Die Rote Armee kam von Norden und von Süden, sie stieß zentral vor und hatte Unterstützung aus der Luft. Nach acht Stunden ununterbrochener Gefechte mussten sich die Deutschen am 27. Juli 1944 aus Rezekne zurückziehen. Die Kleinstadt im Osten Lettlands war befreit. Wobei: Soll man das wirklich so nennen – „Befreiung“? Darüber herrscht auch 78 Jahre später in Rezekne und anderswo keine Einigkeit.

Und nun werden Fakten geschaffen: In Lettland müssen 69 sowjetische Kriegsdenkmäler, die an die damaligen Ereignisse erinnern, bis 15. November abgerissen werden. So hat es die Regierung Mitte Juli verfügt. Zuvor war in der Saeima, dem lettischen Parlament, ein Gesetz gebilligt worden, das die „Zurschaustellung von Objekten, die das Sowjet- und das Nazi-Regime verherrlichen“, verbietet.

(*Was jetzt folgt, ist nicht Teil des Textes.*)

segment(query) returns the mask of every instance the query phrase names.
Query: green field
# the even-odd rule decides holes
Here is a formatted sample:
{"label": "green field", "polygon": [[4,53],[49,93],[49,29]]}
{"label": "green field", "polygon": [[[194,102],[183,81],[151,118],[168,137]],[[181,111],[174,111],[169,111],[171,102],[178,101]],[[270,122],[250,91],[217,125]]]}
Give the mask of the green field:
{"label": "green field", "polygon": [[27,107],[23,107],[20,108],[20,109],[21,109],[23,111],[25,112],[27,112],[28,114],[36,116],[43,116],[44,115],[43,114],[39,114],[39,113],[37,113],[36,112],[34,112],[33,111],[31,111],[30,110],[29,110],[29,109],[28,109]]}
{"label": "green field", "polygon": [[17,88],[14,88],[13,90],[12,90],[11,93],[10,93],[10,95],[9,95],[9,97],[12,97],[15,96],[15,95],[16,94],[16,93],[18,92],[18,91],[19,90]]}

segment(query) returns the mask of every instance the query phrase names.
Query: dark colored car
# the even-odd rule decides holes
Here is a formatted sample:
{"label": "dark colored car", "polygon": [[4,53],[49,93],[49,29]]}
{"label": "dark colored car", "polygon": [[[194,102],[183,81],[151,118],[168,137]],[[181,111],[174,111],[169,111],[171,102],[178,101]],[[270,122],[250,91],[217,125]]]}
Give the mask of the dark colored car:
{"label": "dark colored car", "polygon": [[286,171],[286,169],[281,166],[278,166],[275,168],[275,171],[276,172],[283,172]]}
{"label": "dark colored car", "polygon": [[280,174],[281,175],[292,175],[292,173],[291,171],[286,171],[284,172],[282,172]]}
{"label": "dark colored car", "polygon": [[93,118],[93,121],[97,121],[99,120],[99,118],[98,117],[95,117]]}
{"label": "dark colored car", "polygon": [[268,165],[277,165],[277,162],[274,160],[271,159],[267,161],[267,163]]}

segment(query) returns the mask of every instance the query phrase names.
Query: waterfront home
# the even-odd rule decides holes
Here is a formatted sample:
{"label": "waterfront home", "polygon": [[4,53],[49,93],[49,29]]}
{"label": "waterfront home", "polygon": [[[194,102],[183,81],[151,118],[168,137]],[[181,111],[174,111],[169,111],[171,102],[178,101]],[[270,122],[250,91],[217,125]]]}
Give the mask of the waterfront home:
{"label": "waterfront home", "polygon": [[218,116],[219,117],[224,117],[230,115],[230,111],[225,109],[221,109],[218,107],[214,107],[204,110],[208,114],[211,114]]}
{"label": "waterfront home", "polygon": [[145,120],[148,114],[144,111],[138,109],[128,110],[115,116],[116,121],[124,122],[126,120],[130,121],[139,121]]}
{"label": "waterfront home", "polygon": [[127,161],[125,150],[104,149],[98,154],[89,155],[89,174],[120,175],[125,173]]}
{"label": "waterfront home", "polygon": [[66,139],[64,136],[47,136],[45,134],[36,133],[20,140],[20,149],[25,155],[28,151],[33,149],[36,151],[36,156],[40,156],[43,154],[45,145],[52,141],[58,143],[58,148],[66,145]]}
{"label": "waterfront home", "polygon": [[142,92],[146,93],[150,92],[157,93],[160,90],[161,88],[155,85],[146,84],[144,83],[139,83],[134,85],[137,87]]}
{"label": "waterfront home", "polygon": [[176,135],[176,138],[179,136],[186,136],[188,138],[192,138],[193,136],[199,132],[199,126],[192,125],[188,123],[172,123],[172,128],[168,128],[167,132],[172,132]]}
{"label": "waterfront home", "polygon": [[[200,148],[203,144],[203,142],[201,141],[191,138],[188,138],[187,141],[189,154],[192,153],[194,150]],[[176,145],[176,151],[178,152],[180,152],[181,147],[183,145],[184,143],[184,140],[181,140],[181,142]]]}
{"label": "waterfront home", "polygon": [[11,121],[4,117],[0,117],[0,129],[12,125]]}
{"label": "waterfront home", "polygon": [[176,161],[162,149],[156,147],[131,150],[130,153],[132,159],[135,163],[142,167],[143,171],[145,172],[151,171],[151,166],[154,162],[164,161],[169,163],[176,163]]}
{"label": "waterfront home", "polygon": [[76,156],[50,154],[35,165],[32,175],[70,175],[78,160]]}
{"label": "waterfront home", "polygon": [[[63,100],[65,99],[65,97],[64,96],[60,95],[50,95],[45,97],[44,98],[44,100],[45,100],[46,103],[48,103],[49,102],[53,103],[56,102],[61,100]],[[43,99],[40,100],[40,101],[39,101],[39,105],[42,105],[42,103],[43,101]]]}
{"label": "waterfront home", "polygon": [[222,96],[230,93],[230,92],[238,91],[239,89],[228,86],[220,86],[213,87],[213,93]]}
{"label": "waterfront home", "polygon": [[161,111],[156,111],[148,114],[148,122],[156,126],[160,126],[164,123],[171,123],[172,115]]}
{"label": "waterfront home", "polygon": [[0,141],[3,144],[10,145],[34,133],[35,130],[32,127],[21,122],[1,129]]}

Auch Rezekne hat so ein Soldatendenkmal, die Einheimischen nennen es Aljoscha. Es war der Ort, wo bisher der 9. Mai gefeiert wurde, wo Frischvermählte Blumen ablegten, stolz und dankbar. Solche Traditionen werden von der russischen Minderheit auch in Lettland hochgehalten. In Rezekne, das nur 50 Kilometer von der russischen Grenze entfernt ist, stellt sie ungefähr die Hälfte der Bevölkerung. Früher einmal war die Stadt mehrheitlich jüdisch besiedelt. Wie die Deutschen hier gewütet haben, lässt sich unter anderem daran ablesen, dass heute nur noch wenige Juden in Rezekne leben.

„Symbol des Bösen“

2010 überstand Aljoscha bereits einen Farbanschlag und vor zwei Jahren eine Art Misstrauensantrag. Eine Initiativgruppe forderte damals von der Stadt, das Denkmal zu entfernen. Es sei zum „Symbol des Bösen“ geworden, das die Sowjetmacht Lettland und Rezekne angetan hätten, hieß es in dem Schreiben mit 26 Unterschriften. Auszug: „Die Befreier‘ haben Lettland von der Freiheit, der Heimat (Deportation) und von Besitz (Nationalisierung und Kollektivierung) befreit.“

Doch der Stadtrat lehnte das Ansinnen ab. Der damalige wie heutige Bürgermeister Aleksandrs Bartaševičs schrieb in einer Kolumne, bei den Kämpfen um Rezekne hätten allein 3000 Sowjetsoldaten ihr Leben gelassen, darunter auch sein Großvater. Wo genau er gefallen sei, wisse wie bei vielen anderen niemand. „Er hat für die Freiheit seiner Heimat gekämpft, Lettland von den Faschisten befreit. Und weil es kein Grab gibt, auf das ich Blumen legen könnte, lege ich sie am Denkmal für die Befreier ab.“

Lettland, Rezekne: Das Soldatendenkmal wandert ins Museum. (Foto: rzhavin77.livejournal.com)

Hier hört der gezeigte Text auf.